2.19.2008

אחד

How do you describe something perfect with imperfect language? How do you truly describe God with our human tongue? You can’t, really. All we can do is attempt to speak of God in the only way we know how. That is the beauty of it—God can never truly be known because with our need to translate Him into language, both out loud and in our heads, we are immediately reducing our true understanding. Perhaps our first breath is our only truly aware moment in our lives; before our minds are cluttered with human-made language and thought.

Heschel points out that in Hebrew אחד means “one” and “unique,” and it is the 2nd definition that is present in the Sh’ma. If that is so, it further illustrates why God cannot be described, for how do you describe something but in relation to others? If God is unique you can’t truly describe Him in relation to anything else and be spot-on. I believe that when we describe God we are describing our limited understanding, and to an extent, our hope of what God is. We hope that God is merciful and kind, but these are human qualities and to say that God possesses human qualities is to say that God is not unique. But, then we also have the quandary of humans being created in the image of God; if you believe the Torah to literally be God’s word, transcribed to Moses on Mt.

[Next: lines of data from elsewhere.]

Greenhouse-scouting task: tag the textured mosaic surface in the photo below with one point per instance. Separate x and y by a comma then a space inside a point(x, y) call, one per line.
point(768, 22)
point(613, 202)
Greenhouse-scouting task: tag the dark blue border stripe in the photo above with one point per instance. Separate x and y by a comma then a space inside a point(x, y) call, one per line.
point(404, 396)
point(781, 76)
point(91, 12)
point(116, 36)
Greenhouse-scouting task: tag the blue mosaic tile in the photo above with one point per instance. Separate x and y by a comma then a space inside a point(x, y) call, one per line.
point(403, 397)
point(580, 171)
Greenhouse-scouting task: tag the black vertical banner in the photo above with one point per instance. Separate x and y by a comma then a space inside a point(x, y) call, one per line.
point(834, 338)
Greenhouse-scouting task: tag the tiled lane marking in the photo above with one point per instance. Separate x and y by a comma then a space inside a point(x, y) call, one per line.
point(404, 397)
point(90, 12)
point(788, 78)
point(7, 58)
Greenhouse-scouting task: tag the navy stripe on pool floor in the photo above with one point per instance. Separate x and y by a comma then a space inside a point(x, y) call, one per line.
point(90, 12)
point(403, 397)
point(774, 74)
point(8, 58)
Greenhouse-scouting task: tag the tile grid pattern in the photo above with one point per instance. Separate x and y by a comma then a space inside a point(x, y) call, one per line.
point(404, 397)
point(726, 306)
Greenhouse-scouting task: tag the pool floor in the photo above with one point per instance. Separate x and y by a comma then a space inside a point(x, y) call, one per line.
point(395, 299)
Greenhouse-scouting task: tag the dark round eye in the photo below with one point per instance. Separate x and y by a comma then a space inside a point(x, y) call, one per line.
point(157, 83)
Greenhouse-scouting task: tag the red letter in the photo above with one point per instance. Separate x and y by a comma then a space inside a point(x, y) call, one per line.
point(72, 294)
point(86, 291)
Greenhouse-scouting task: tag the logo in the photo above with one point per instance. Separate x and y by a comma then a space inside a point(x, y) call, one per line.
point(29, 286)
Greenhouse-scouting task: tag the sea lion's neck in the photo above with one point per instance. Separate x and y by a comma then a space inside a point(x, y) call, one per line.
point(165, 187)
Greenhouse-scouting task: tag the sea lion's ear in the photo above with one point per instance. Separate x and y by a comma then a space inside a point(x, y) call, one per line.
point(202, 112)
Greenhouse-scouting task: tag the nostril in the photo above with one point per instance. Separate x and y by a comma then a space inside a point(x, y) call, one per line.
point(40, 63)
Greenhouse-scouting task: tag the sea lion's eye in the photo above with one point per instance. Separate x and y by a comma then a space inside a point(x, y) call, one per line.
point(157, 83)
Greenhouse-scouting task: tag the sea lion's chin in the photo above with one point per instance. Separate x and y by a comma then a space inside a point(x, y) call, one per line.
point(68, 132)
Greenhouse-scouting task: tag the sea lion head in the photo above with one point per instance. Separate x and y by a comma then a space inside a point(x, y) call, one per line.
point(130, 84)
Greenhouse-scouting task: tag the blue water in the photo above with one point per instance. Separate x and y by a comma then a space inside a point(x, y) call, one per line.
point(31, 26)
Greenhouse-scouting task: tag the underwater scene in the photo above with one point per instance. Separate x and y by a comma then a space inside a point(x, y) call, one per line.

Sinai, how can you believe that God is also unique if we, as humans, are made in God’s image? But, if you instead are able to step back and view the Torah as man-made and inspired by God, I think that it is perfectly logical to still believe that God is unique and that we are also made in God’s image. Because we understand that the qualities we are ascribing to God to be human qualities and that our hope is that these qualities that we see and value in ourselves are God-like qualities. God is still one, unique—אחד—because we still do not truly know God. And perhaps what makes God unique is that he is MORE than these qualities we ascribe to Him. God is more and beyond and we cannot know. We will never know what is beyond the event horizon of a black hole and we will never know how God is more than us.

“To think of God is not to find Him as an object in our minds, but to find ourselves in Him. Religion begins where experience ends, and the end of experience is a perception of our being perceived.”

--A.J. Heschel, Man Is Not Alone, p. 127

"The task is not to know the unknown but to be penetrated with it; not to know but to be known to Him, to expose ourselves to Him rather than Him to us; not to judge and to assert but to listen and to be judged by Him.

--Man Is Not Alone, p.129

2 comments:

Dusty said...

"...but these are human qualities and to say that God possesses human qualities is to say that God is not unique."
I am intrigued by this idea and yet I wonder...
Is it that G-d has human qualities and is therefore not unique--or is it that humans have the potential to have G-d-like qualities? And we, as humans, then become unique amongst all that lives? G-d remains unique in the fact that G-d alone holds the essense of these characteristics and qualities. Humans, in the image of G-d, have only potential. Thoughts?

JD said...

I like your take on it. I was coming at it from the perspective that our language fails in trying to describe God, but I think that you bring it around to a better point.